Father and son developers Brad and Harold Thurman are facing a $6 million lawsuit from the Tribeca Mews condominium board for allegedly failing to obtain a permanent certificate of occupancy at the project because of a slew of construction defects.
Tribeca Space Managers, the board at the 87-unit building at 25 Murray Street, claims that the condos are riddled with problems, from leaks in the roof and electrical room to the lack of a fire alarm system that complies with building codes, according to the lawsuit filed Sept. 23 in New York State Supreme Court.
Although the first closings took place in 2009, the Thurmans have failed to get the Department of Buildings to sign off on the occupancy certificate, and a temporary certificate was set to expire two years after the first closing, according to the suit.
The board has also accused the developers of inking a sweetheart deal for seven of the final ten units, including three penthouses.

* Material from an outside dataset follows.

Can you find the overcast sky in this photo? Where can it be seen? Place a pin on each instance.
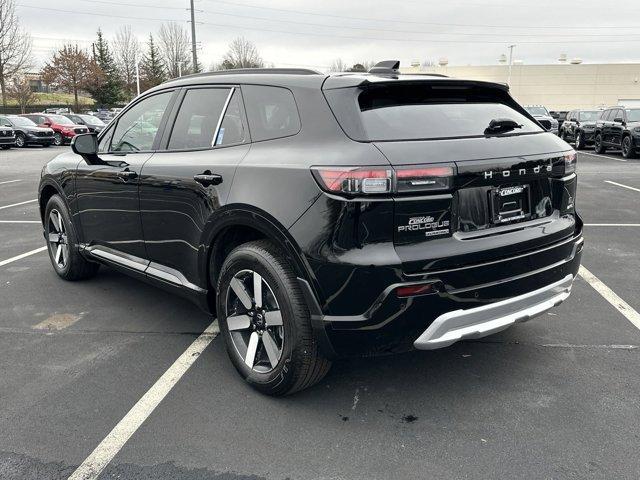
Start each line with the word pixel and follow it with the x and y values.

The sponsor sold the units to an alleged affiliate, called 25 MyRentCo, in 2011 for zero dollars, according to court and city Department of Finance records.
The three remaining sponsor-owned units were then sold to outside buyers, with at least some of the proceeds distributed to the developers, the suit claims.
The Thurmans were not immediately available for comment.
Tribeca Mews buyers have complained in the past about problems at the development, including to former New York Attorney General Andrew Cuomo, who in 2008 ordered the developers to offer to rescind buyers’ contracts, as The Real Deal previously reported.
A spokesperson for current AG Eric Schneiderman said the office did not immediately have access to records dating back that far.
In a 2008 lawsuit, three buyers — including Lisa Silverstein, a senior vice president at Silverstein Properties and the daughter of World Trade Center developer Larry Silverstein — claimed the Thurmans had purposely delayed closings in order to break contracts and resell the units at higher prices. At the time, lawyers for the developers denied the claims to The Real Deal.
In the latest suit, the condo board alleged the defendants committed breach of contract and fraudulent conveyance, and accused Brad Thurman of breach of fiduciary duty.
Along with the $6 million in damages, the board is seeking a court order compelling the developers to fix the defects, install the fire alarms, secure a permanent certificate of occupancy and name a receiver for the seven units.
James Schwartz, attorney for the board, said there was no court hearing date set for the injunction request, but otherwise declined to comment. Department of Buildings officials were checking on the status of the certificate of occupancy, and were not immediately available.
The Tribeca Mews litigation echoes an August suit filed by the condo board of 96 Rockwell Place in Fort Greene. The board claimed that developer Joshua Landau completed the 37-unit condo conversion in 2009, but has failed to get a permanent certificate of occupancy. The temporary certificate expired in July.
Landau, in a Sept. 13 sworn affidavit, claimed that the certificates could not be renewed because the board had illegal work done on the building’s plumbing systems. He said that he had since obtained a temporary certificate that is valid through Oct. 6. The parties have agreed to extend the time for Landau to file an answer to the complaint until Oct. 4.